Closed Bug 500311 Opened 15 years ago Closed 15 years ago

crash while loading video clip [@ memcpy - oggplay_data_handle_theora_frame]

Categories

(Core :: Audio/Video, defect)

defect
Not set
critical

Tracking

()

VERIFIED FIXED
mozilla1.9.2a1
Tracking Status
blocking1.9.1 --- .4+
status1.9.1 --- .4-fixed

People

(Reporter: jbecerra, Assigned: kinetik)

References

()

Details

(4 keywords, Whiteboard: [sg:critical?] uninitialized memory)

Crash Data

Attachments

(4 files, 2 obsolete files)

While testing Fx3.5rc3 on Vista, I visited the tinyvid.tv site and clicked on a few links, and one of them consistently crashed the browser while loading. It also crashes RC2, but does NOT crash in b4. Happens on Mac (latest Minefield).

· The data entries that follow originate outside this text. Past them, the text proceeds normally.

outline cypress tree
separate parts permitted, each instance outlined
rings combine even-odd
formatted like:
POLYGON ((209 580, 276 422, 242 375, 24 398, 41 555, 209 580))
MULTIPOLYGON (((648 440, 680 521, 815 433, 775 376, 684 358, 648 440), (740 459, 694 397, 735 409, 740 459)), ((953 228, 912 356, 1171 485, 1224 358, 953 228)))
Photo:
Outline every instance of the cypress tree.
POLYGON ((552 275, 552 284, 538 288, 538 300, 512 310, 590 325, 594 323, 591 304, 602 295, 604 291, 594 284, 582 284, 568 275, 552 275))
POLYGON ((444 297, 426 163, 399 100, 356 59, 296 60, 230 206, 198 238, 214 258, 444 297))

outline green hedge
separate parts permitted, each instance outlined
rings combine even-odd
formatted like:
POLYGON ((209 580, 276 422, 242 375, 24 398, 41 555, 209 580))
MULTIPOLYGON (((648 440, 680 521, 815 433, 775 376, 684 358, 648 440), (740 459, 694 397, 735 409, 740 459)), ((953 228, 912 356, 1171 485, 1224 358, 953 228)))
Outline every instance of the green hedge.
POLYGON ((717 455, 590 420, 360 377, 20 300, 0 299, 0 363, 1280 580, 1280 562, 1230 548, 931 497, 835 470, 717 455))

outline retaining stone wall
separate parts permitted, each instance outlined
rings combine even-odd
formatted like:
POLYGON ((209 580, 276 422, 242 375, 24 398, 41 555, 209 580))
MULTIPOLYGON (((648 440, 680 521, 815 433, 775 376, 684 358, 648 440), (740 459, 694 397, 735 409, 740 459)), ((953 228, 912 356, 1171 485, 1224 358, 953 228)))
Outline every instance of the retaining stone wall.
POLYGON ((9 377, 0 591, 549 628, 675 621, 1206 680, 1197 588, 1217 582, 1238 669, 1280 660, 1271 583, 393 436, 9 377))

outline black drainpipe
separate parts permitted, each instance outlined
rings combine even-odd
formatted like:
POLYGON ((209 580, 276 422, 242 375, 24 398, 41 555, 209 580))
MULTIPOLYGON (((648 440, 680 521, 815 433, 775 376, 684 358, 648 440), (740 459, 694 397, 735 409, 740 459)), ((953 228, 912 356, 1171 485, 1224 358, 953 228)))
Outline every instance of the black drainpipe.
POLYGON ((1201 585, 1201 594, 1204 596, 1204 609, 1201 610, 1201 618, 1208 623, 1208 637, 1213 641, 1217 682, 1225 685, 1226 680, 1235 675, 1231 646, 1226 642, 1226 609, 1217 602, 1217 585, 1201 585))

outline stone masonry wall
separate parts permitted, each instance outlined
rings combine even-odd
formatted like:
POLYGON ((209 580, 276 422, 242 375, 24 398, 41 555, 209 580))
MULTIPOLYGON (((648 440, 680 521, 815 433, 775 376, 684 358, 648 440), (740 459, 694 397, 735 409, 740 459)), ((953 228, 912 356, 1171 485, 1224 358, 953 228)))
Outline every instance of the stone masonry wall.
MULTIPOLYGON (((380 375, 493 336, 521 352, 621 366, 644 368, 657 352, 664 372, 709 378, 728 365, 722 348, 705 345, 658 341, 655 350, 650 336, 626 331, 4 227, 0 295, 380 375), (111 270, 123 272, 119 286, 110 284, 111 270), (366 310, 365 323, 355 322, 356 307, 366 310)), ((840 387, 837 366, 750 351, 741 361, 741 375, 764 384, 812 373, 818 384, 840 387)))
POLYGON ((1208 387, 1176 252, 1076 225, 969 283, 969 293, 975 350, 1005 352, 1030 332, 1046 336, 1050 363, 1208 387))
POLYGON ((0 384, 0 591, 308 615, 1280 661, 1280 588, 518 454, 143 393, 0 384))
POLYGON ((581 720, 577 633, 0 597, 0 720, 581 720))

http://crash-stats.mozilla.com/report/index/75648029-65ea-433f-b3d1-ca3d62090624

Steps:
1. Visit tinyvid.tv site
2. Click on clip "The Time Traveler's Wife trailer" link (video link is http://tinyvid.tv/file/2fb8pbzg1ahwj.ogg)

Expected: Play the clip

Actual: Browsers starts loading the clip, then crashes, consistently.
Flags: blocking-firefox3.5?
Component: General → Video/Audio
Flags: blocking-firefox3.5?
Product: Firefox → Core
QA Contact: general → video.audio
Flags: blocking1.9.1?
Trunk crashes on OS X, too.  It's a null pointer deref.  Seems like we get a zeroed yuv_buffer from theora_decode_YUVout:

#0  0x193f0d77 in oggplay_data_handle_theora_frame (decode=0x1c3a3db0, buffer=0xb054d9c4) at /Users/kinetik/work/mozilla-central/mozilla/media/liboggplay/src/liboggplay/oggplay_data.c:365
365	    memcpy(p, q, decode->y_width);
(gdb) p q
$15 = (unsigned char *) 0x0
(gdb) p *buffer
$16 = {
  y_width = 0, 
  y_height = 0, 
  y_stride = 0, 
  uv_width = 0, 
  uv_height = 0, 
  uv_stride = 0, 
  y = 0x0, 
  u = 0x0, 
  v = 0x0
}
On Windows trunk I get the buffer as full of 0xcdcdcdcd, which MS's debug libraries stamp over free'd memory. As a consequence the malloc on line 345 is trying to allocate 1253318069 bytes, which probably isn't helping either.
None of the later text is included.